Ailing hospital

Since being started in 2002, the cost of the hospital has escalated from an initial figure of $139 million, by gradations each year, to a current and latest estimated cost of $719 million.

This shocking cost-overrun was revealed by Minister for Tobago Affairs, Vernella Alleyne-Toppin, at last Thursday’s post-Cabinet news briefing, where she was accompanied by Health Minister Therese Baptiste-Cornelis.

The project, in our view has been a sorry saga of cost overruns and delayed delivery-dates, costing the country millions of dollars in dubious expenses, whether the hundreds of millions spent in escalated costs of construction, or the $18 million incurred of necessity by the State as the cost of legal fees in arbitration to try to put right the whole affair.

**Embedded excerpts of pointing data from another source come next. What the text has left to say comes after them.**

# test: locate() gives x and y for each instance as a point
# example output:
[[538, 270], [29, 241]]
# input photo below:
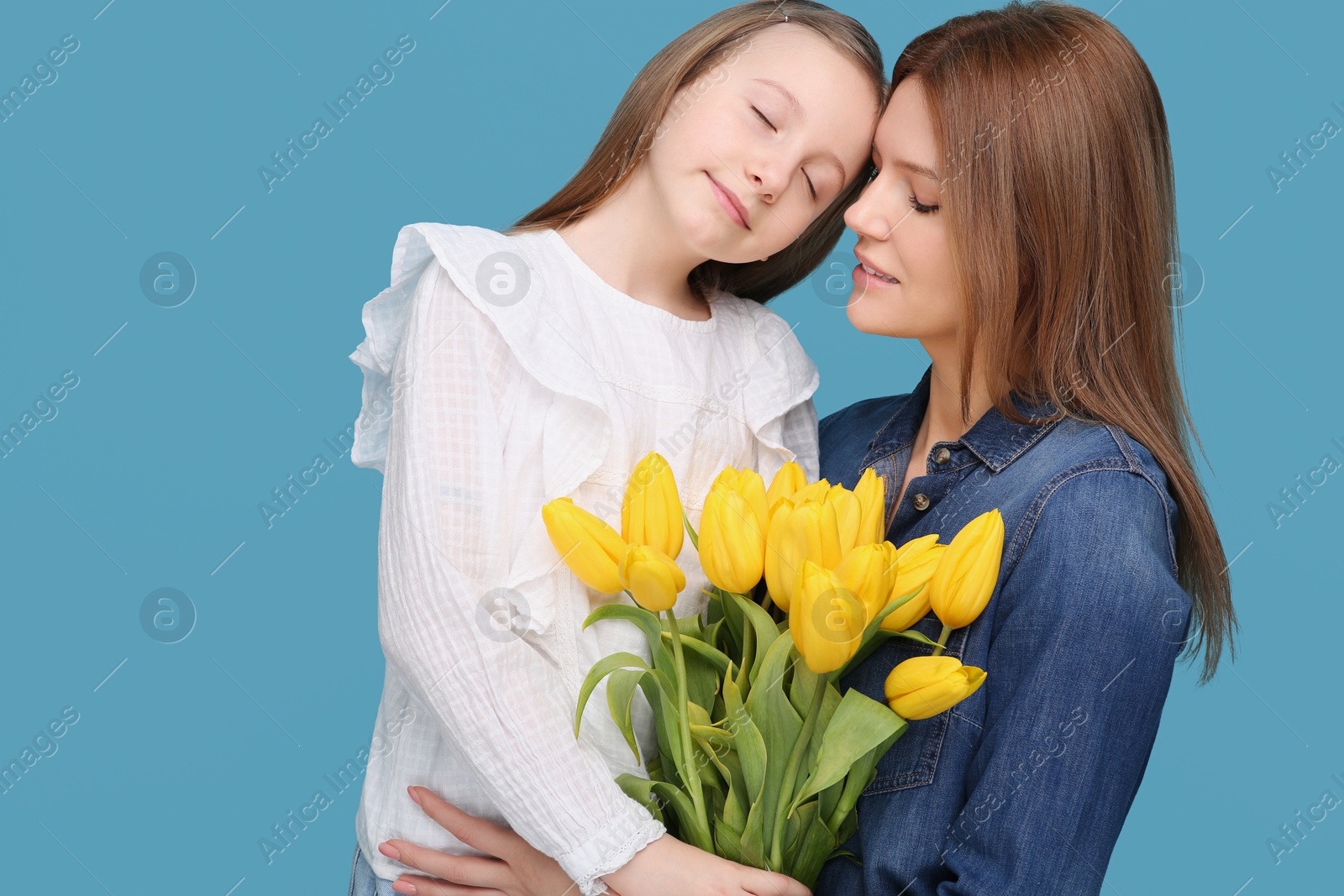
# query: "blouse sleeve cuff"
[[611, 849]]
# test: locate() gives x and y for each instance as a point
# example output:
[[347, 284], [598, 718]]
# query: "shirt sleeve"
[[1089, 625], [800, 437], [444, 558]]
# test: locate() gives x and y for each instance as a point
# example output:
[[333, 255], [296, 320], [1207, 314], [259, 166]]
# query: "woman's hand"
[[667, 867]]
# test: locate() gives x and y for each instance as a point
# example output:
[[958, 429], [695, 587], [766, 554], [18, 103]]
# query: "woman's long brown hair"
[[1059, 194], [691, 60]]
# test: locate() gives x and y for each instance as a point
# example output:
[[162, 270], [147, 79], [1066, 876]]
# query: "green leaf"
[[874, 634], [647, 621], [703, 647], [702, 673], [642, 790], [916, 636], [727, 842], [779, 723], [746, 741], [812, 849], [662, 694], [858, 726], [602, 668], [766, 629], [620, 692]]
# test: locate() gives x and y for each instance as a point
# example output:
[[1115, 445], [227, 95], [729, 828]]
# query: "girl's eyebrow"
[[920, 170], [830, 157]]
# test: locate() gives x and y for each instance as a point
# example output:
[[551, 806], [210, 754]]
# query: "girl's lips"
[[737, 211]]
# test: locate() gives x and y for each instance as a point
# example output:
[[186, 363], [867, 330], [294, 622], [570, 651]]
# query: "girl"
[[1021, 226], [622, 316]]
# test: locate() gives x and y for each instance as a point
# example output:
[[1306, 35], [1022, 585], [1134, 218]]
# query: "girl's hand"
[[517, 869], [667, 867]]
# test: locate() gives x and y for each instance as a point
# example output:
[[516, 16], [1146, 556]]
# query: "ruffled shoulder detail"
[[783, 376], [504, 278]]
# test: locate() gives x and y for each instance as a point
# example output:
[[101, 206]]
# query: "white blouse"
[[501, 372]]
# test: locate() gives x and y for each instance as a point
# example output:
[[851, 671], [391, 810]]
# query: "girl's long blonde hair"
[[1061, 202], [683, 63]]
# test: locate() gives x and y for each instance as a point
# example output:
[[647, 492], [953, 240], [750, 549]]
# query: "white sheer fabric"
[[484, 399]]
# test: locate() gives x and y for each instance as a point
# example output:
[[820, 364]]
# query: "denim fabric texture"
[[1021, 789], [363, 882]]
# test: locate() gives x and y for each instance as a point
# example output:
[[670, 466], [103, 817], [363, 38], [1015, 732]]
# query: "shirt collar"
[[994, 438]]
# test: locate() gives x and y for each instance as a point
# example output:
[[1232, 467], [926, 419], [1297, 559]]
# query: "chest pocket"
[[913, 758]]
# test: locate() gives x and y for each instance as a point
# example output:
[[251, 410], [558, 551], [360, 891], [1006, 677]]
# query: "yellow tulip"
[[916, 564], [870, 570], [651, 511], [774, 566], [871, 495], [652, 577], [588, 544], [848, 515], [788, 479], [808, 531], [922, 687], [732, 530], [965, 578], [827, 620], [811, 492]]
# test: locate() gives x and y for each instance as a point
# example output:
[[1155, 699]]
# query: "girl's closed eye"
[[812, 188], [920, 207]]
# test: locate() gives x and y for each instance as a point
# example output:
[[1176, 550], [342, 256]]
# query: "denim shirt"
[[1021, 789]]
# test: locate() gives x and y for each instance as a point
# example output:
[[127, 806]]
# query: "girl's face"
[[748, 156], [900, 233]]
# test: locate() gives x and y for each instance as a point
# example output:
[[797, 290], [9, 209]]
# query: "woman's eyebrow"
[[830, 157]]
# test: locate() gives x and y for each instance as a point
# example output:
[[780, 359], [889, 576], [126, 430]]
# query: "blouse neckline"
[[616, 298]]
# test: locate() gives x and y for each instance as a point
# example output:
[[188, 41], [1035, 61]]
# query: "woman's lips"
[[732, 204], [871, 275]]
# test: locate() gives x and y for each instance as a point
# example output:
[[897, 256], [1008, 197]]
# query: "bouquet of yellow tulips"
[[761, 758]]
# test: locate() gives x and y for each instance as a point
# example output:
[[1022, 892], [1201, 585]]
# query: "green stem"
[[790, 774], [691, 773], [942, 640]]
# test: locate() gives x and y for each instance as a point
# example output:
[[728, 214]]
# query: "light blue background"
[[185, 419]]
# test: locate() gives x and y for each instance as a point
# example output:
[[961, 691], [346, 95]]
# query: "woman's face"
[[900, 233], [748, 156]]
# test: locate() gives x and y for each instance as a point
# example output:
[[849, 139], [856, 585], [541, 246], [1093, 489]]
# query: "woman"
[[1021, 226]]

Up to March 2005, the original contractor NH International had done 35 percent of the construction and had been paid $155 million, said the Ministers on Thursday, after which the new contractor China Railway Construction Corporation (CRCC) was paid $252 million (of its $477 million contract).

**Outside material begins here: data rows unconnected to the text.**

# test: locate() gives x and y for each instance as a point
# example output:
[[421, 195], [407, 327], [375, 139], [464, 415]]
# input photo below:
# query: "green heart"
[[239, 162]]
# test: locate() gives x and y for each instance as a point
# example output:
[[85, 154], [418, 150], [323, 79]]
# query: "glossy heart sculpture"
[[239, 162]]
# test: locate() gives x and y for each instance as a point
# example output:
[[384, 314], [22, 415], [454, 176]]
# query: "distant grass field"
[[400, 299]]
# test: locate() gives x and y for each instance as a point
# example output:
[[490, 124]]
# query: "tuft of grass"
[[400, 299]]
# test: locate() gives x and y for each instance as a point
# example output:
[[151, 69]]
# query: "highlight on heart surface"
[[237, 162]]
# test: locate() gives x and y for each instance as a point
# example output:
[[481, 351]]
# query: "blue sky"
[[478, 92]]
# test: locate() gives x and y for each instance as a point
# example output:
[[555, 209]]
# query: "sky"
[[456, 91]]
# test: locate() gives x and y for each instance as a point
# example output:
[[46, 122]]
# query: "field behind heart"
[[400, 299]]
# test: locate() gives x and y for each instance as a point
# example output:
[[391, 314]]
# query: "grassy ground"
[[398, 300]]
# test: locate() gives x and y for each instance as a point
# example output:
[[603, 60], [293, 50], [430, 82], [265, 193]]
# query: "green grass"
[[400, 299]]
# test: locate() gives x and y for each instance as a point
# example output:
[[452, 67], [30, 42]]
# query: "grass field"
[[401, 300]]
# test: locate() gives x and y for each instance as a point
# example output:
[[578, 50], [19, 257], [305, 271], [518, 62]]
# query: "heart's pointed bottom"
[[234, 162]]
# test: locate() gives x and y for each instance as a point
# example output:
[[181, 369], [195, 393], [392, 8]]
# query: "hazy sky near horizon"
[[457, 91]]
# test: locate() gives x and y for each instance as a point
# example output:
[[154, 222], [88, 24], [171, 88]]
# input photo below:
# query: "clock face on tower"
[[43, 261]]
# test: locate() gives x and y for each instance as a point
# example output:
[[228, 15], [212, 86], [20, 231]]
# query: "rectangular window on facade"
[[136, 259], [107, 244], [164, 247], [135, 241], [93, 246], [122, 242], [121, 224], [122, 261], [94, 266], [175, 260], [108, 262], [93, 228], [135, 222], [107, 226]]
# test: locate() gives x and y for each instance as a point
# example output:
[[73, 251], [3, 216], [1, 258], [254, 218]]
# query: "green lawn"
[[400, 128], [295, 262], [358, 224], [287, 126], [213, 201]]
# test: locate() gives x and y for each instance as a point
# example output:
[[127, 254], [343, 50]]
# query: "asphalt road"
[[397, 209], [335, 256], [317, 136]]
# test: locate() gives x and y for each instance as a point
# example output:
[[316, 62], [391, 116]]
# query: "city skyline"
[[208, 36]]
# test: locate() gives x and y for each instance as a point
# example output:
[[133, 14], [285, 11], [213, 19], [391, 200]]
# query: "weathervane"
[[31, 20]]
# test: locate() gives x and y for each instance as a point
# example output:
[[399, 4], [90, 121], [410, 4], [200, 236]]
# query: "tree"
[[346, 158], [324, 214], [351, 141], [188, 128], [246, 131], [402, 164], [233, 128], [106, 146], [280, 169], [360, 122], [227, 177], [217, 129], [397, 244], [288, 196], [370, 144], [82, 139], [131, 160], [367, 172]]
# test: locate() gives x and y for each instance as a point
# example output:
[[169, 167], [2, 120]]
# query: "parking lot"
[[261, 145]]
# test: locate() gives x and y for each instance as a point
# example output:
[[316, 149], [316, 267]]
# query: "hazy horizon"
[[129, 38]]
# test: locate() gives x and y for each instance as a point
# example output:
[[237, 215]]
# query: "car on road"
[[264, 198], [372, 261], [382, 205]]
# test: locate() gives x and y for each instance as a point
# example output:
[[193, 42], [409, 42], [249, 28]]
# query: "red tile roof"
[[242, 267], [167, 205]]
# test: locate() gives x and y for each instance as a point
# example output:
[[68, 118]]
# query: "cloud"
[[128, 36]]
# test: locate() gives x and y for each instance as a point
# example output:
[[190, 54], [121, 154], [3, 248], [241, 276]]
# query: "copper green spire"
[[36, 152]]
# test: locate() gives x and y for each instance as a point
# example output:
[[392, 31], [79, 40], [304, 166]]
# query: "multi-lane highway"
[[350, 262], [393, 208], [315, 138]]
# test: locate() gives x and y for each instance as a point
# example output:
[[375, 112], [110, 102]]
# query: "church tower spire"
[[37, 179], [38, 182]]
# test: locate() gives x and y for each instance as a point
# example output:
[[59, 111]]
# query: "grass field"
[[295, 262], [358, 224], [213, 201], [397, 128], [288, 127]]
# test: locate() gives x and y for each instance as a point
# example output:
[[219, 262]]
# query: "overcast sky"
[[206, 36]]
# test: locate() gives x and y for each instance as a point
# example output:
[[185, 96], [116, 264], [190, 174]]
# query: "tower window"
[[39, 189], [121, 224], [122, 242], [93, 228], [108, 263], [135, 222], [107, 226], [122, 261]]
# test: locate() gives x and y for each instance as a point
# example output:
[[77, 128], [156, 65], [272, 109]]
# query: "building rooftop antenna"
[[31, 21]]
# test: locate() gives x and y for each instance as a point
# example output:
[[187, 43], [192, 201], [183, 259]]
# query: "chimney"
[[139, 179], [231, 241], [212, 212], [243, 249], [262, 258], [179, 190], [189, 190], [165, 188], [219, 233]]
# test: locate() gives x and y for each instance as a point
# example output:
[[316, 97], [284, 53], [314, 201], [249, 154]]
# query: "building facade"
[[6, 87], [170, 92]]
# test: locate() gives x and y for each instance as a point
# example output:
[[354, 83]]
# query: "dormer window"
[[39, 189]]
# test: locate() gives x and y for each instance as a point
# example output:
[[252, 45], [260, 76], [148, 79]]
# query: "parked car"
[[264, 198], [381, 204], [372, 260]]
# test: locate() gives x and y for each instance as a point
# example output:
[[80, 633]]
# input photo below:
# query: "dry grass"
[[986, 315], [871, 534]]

The project remains only 72 percent complete.

Alleyne-Toppin said the completion date has again been pushed back, this time to March 2011. So this means that despite some $449 million being spent so far on this project according to Minister Baptiste-Cornelis, Tobagonians will have had to wait nine years for their hospital. Nine years!

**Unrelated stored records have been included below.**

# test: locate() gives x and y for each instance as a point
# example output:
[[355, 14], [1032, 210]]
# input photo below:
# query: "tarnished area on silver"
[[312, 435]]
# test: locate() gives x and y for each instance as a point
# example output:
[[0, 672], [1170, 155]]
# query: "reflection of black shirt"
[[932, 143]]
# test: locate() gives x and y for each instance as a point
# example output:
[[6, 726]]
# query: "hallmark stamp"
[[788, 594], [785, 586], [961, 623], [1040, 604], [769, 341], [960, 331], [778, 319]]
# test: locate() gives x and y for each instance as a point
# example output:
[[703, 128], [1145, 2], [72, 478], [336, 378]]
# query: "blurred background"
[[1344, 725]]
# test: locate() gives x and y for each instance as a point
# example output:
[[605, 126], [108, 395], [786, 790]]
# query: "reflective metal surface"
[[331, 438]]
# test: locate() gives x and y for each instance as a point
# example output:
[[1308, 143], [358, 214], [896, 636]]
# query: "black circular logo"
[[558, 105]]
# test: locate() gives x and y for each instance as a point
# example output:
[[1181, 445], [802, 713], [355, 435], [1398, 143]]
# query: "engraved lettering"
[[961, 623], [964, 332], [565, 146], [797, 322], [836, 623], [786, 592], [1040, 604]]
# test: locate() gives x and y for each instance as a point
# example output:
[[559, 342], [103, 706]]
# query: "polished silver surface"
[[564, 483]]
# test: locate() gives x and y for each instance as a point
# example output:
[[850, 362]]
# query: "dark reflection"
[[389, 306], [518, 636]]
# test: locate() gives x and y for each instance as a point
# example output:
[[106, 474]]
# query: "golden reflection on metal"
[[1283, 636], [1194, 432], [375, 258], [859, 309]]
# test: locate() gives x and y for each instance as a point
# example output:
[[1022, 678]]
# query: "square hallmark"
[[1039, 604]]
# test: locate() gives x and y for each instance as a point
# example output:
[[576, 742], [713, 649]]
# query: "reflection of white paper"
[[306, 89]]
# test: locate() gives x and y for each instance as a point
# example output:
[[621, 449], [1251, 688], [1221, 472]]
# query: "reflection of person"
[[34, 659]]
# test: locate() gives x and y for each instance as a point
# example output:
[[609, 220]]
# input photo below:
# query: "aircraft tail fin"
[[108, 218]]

In addition, Baptiste-Cornelis said a further $240 million is needed to fund the completion of the project.

From where we stand this is a dizzying array of numbers spelling out costs and completion dates. We certainly endorse Cabinet’s decision for a forensic audit of the whole project. Meanwhile we can only encourage Tobagonians to take some sort of comfort from the pledge of the new Government to complete the project.

We welcome the assurance of Minister Alleyne-Toppin, who herself was recently elected to carry out the aspirations of the people of Tobago. She has reassured, “The Cabinet has agreed that the project will not be halted due to the audit. The building will be continued so that healthcare can be continued.”

Otherwise we note that the hospital is just the latest scandal to be highlighted by the new Government, which has earlier this week revealed the scandal of costly rentals of office-space by the former regime , the purchase of a faulty, used high speed boat (HSV Su), and the escalating costs of the Off-shore Patrol Vessels (OPVs) under construction. What next, we ask?